Roland was illegally working in a reputable company so that he could get at least the minimum wage. He had got no passport, no documents, no friends, no calling credit in his mobile phone and no place to spend the night. It seemed to me that all he had was his venturesome spirit and his dreams. His plan was to earn enough to fly to New York and meet his five half-siblings. He wanted a better life because the Ukrainian one was “chujovy.” But for the night, it would be enough to have a place to “mieškať”.


As he was telling us his story, I pictured my flat, my warm blanket and soft mattress. The picture transformed into a feeling that caught me unprepared. I felt I had to act like a human to the man who was trying to stay human despite all the hardships he had to face. The guilty feeling that overwhelmed me was unbearable. I waged an inner struggle with myself: should I be open to adventure or try to be safe at all costs? In my head I heard the echo of my hundred-times repeated oath not to be too impulsive, too generous and too excited in making immediate decisions which only lead to disillusion, regret and quite expectably – problems.  A series of snapshots of possible scenarios flashed before my eyes: I having his first-hand experience. I lying on the grass and watching stars. I lying with eyes wide open with him sleeping on mezzanine over my head. I falling asleep and he stealing my money. I falling asleep and he getting cold outside. I being responsible and I being human.

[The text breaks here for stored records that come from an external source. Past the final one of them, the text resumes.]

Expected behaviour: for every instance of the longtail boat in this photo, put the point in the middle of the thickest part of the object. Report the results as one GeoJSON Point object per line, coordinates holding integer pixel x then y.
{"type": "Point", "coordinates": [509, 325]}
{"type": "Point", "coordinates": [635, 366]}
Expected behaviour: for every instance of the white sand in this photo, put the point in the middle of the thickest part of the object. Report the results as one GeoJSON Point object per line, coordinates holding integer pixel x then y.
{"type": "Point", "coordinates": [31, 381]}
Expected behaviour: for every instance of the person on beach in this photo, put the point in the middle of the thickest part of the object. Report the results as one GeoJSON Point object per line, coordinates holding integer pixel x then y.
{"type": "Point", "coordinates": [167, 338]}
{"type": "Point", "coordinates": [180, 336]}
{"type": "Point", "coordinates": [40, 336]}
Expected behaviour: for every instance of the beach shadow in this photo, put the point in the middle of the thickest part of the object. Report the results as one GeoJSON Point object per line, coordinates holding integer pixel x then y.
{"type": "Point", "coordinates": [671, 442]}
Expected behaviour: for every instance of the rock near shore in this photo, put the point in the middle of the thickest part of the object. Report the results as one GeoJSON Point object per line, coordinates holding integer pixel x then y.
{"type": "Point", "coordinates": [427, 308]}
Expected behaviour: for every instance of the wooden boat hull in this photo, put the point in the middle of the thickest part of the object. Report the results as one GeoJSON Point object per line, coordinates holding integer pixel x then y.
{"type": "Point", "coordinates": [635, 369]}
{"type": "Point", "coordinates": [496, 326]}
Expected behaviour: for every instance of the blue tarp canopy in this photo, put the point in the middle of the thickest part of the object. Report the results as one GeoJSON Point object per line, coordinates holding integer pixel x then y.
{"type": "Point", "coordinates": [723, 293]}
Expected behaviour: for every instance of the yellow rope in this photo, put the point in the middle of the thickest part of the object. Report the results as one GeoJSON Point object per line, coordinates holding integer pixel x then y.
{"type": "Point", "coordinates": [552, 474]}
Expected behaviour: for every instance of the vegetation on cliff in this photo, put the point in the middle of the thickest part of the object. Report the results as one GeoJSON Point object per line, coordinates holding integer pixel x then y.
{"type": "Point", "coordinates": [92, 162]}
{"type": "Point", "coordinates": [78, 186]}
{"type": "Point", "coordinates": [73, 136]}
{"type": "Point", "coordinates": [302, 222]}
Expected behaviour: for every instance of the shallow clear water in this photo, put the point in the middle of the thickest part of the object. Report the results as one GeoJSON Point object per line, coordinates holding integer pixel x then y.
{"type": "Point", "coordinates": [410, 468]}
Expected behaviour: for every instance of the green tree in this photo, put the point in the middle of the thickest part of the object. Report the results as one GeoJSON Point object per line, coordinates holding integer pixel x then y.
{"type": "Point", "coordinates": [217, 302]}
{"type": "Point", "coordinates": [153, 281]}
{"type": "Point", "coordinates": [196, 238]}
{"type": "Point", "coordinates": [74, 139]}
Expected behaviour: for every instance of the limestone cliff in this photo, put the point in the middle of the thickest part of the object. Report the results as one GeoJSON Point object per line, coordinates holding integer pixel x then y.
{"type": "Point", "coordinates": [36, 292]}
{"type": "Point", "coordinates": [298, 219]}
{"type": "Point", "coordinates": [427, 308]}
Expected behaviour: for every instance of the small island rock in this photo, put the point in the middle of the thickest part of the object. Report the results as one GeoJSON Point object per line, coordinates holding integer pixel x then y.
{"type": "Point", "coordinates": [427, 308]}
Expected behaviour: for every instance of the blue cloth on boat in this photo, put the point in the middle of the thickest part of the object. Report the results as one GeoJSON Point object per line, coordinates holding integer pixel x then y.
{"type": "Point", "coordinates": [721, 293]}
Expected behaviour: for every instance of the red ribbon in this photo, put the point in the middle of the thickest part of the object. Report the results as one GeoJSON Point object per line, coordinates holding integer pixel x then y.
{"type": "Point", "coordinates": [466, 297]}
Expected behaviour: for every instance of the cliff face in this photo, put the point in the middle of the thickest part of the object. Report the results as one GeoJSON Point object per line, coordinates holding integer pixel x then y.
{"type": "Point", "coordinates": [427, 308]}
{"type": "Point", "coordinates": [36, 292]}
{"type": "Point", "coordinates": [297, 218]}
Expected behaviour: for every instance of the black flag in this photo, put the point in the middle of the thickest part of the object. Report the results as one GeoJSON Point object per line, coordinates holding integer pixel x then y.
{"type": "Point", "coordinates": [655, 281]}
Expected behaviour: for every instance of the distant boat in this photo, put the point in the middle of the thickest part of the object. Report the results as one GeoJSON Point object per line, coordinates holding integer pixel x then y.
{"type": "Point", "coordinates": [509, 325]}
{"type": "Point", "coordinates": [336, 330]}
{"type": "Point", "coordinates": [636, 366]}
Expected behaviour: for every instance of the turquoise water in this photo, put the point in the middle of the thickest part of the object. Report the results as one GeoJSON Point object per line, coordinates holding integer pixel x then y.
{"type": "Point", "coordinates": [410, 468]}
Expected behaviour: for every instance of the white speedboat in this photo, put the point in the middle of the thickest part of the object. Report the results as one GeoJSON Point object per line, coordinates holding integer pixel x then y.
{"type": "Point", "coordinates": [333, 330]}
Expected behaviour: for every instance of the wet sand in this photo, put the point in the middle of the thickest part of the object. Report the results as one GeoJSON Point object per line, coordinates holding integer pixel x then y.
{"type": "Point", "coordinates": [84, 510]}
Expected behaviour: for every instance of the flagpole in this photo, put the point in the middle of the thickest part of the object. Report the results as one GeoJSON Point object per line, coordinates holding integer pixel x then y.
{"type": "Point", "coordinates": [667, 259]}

I am falling asleep now, determined to help him. I am falling asleep with a belief that he understands how the world works today. Nice people suffer because everyone is afraid to help them. The trust in foreigners and wanderers is broken. I must admit it. No one would ever let me in his house if I were under the Eiffel Tower with no place to spend the night. I am as suspicious as the rest of the world. The world itself has taught me to be that way. Only the world itself can teach me that there is always a way, where there is will.